So this was asked in the rumble questions thread by another gent and I thought it was interesting enough to pose to all of you. A friendly model starts its order in base to base with with an enemy designated trooper. An enemy trooper sees this order and shoots the opposing trooper. Sadly he misses because of the -6 for engagement, and kills the designated target. Did the enemy trooper just shoot a civilian to death, ending up losing the game?
I'm going to say no based on this form the Designated Target rule in the ITS PDF. "In some scenarios, the enemy HVTs are considered enemy troopers instead of Neutral Civilians, so they can be targeted by Attacks."

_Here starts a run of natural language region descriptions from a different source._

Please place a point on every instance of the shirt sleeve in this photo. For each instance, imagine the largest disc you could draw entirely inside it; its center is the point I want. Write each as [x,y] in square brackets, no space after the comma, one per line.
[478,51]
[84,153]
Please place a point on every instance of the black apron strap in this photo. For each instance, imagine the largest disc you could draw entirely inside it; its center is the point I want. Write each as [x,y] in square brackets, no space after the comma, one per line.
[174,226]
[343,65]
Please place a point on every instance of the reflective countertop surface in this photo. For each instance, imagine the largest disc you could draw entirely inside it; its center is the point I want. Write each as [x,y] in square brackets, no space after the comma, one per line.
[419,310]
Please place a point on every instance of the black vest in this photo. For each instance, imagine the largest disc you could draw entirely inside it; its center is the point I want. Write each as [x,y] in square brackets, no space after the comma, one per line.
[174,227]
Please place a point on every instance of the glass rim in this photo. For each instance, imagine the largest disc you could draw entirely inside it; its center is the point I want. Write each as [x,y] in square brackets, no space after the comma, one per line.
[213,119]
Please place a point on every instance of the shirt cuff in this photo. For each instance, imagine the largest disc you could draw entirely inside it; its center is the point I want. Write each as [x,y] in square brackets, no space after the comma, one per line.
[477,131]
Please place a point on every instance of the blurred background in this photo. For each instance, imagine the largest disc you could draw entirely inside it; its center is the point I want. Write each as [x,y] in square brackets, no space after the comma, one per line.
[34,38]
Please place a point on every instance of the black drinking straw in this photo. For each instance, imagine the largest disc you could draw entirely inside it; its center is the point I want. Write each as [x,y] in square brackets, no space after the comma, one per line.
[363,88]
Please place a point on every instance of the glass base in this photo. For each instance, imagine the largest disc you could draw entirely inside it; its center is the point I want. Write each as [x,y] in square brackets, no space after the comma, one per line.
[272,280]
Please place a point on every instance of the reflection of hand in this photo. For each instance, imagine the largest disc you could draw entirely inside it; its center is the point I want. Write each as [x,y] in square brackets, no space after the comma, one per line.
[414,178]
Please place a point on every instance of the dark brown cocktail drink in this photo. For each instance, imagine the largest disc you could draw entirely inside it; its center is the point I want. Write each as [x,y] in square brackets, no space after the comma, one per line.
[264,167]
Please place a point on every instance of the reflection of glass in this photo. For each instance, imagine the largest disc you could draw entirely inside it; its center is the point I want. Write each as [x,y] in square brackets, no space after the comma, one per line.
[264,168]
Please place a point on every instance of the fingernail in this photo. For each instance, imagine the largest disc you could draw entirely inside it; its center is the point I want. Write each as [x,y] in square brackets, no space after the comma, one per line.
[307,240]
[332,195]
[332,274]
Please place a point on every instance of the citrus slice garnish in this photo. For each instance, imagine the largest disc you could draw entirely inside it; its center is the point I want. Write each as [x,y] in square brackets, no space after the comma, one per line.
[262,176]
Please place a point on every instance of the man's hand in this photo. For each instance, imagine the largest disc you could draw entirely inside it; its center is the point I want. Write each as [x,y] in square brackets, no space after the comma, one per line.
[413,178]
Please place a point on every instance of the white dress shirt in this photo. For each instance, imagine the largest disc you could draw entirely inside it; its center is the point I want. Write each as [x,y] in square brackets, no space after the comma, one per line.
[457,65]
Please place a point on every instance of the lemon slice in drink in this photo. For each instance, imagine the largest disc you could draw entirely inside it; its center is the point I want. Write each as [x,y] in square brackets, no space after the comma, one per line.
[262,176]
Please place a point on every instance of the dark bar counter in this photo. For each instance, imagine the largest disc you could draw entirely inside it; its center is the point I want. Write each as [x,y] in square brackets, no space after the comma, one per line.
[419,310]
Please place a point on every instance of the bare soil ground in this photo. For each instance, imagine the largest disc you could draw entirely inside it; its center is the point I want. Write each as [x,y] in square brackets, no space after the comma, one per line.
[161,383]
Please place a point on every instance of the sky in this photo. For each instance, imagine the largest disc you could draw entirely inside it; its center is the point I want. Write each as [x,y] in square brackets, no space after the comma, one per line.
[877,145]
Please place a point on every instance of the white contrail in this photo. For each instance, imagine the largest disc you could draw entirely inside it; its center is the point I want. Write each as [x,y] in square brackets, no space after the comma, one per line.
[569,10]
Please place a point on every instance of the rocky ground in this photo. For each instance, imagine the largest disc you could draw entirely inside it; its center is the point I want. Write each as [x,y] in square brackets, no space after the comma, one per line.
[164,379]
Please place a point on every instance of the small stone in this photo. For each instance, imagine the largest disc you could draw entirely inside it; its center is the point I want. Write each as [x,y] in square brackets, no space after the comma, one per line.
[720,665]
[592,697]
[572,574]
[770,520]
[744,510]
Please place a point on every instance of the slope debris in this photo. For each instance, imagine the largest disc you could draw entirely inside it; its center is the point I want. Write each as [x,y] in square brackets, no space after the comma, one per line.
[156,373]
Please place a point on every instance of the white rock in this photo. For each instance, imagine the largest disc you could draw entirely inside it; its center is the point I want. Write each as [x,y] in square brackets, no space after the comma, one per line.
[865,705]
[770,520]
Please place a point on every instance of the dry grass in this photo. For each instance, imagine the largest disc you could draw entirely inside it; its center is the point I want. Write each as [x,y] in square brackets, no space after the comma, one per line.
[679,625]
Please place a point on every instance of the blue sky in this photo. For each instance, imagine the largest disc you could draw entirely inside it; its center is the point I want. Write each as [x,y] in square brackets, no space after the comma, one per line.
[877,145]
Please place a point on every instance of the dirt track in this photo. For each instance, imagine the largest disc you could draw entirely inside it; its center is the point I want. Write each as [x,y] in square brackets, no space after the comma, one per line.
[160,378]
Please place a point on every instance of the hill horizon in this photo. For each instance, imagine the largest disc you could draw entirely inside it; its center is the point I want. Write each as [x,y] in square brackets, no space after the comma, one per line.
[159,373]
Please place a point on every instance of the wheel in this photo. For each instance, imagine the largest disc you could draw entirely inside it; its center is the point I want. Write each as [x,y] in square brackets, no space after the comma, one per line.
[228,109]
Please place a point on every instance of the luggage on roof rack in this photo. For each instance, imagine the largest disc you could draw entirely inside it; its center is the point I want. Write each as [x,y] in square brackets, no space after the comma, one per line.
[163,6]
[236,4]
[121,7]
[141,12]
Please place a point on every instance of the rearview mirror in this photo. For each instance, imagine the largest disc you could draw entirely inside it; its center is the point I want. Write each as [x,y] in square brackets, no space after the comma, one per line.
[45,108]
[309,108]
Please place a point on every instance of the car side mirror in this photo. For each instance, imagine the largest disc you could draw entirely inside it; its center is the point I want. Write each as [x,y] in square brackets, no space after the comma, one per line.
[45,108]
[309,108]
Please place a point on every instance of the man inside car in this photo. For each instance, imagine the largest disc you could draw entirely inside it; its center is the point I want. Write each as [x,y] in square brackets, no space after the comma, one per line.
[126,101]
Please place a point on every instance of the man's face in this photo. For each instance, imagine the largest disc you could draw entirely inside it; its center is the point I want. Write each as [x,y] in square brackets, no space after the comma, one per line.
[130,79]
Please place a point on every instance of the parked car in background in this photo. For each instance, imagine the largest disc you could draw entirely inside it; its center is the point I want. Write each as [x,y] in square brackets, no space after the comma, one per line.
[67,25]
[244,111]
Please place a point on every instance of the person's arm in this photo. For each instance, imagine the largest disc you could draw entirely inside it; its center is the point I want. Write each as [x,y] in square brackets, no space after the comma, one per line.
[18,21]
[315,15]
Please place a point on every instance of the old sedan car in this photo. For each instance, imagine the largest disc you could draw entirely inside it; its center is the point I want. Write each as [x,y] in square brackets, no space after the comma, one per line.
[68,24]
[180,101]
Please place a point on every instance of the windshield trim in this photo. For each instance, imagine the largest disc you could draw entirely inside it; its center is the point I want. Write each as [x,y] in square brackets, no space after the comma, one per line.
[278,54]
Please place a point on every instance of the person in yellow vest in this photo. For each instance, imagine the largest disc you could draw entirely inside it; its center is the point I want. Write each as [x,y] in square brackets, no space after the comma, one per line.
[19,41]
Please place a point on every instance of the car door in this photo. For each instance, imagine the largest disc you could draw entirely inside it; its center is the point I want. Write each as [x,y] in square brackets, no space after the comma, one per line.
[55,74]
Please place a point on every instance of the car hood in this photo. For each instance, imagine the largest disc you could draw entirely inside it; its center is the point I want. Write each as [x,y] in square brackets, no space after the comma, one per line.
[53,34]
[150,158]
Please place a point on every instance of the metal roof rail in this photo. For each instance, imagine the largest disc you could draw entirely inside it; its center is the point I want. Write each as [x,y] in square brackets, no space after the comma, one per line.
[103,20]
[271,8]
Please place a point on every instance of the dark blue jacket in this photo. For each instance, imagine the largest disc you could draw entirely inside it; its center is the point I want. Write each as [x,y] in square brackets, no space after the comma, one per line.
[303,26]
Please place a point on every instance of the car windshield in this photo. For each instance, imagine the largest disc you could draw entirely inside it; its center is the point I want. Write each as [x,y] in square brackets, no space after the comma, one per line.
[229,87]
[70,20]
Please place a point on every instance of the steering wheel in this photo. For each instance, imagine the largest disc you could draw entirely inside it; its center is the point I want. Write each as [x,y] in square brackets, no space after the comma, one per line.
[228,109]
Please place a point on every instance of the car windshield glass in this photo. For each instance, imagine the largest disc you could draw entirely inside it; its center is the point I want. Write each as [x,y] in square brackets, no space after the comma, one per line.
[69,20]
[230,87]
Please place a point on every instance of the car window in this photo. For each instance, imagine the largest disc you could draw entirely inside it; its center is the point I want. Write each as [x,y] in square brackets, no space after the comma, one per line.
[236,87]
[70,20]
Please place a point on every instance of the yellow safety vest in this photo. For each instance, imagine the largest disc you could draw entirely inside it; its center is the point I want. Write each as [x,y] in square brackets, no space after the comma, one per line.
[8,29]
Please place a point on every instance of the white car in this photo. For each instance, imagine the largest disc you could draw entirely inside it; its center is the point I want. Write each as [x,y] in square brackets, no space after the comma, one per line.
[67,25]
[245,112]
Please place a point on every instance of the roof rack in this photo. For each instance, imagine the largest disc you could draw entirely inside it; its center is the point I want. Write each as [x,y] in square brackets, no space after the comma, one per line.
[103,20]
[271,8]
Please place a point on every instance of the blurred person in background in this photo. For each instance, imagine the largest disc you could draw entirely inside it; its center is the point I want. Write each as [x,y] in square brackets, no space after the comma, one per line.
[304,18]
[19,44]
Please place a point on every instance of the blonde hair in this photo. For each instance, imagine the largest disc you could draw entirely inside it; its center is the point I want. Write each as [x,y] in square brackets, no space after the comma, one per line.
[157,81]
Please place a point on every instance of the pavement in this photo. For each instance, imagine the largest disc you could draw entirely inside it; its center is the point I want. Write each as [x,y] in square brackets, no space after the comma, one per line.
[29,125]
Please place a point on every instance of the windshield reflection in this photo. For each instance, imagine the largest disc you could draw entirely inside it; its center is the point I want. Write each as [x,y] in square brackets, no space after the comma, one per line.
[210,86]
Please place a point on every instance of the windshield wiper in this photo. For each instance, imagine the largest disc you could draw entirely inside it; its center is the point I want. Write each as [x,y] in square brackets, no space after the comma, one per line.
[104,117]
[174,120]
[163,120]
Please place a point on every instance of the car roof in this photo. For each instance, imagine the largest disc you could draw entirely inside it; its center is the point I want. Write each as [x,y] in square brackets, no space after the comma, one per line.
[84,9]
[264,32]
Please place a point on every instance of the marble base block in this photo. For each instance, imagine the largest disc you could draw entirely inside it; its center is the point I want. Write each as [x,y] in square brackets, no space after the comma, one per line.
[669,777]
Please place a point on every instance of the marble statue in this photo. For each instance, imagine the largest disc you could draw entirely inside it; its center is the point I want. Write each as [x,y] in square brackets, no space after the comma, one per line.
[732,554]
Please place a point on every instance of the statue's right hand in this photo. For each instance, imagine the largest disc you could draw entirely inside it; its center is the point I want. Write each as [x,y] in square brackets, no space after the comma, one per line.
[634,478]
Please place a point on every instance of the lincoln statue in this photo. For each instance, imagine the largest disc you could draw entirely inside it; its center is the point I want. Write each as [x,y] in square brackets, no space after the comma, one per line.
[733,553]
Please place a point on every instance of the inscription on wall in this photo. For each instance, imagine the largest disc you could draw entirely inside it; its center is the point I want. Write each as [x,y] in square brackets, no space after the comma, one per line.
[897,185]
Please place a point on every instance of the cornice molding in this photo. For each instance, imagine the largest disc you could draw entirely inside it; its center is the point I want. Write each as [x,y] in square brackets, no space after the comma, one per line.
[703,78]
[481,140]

It would be a jerk way to deny them the datatracker bonus points provided the enemy unit doesn't wound the DT too.
.... *expands Kuang Shi tactics* In all seriousness probably needs to be some ruling against this or Kuang Shi and Gaki are going to be really stupid on these missions with "tactical asset denials" after you score your own kill with a Datatracker.
sorry, if you end up shooting your own designated target, while it may be an enemy trooper to them, it still is a civilian from your point of view, so you shot a civilian, right?
Since the Designated Target is an enemy trooper for your opponent but it is still your HVT for you and a civilian for that purpose, that attack becomes invalid. However, the question is, if you are allowed to shoot into the close combat at all, since you could hit the civilian. This would be the same thing like templates where you have the chance to wound the civilian.
Define "deny bonus" here. Killing a civilian results in losing the game, losing all objective points and giving your opponent 2 extra points. As long as your opponent has sourced at least 3 points elsewhere, that's a major victory to them, and a dead Designated Target probably means they already have those 3 other points.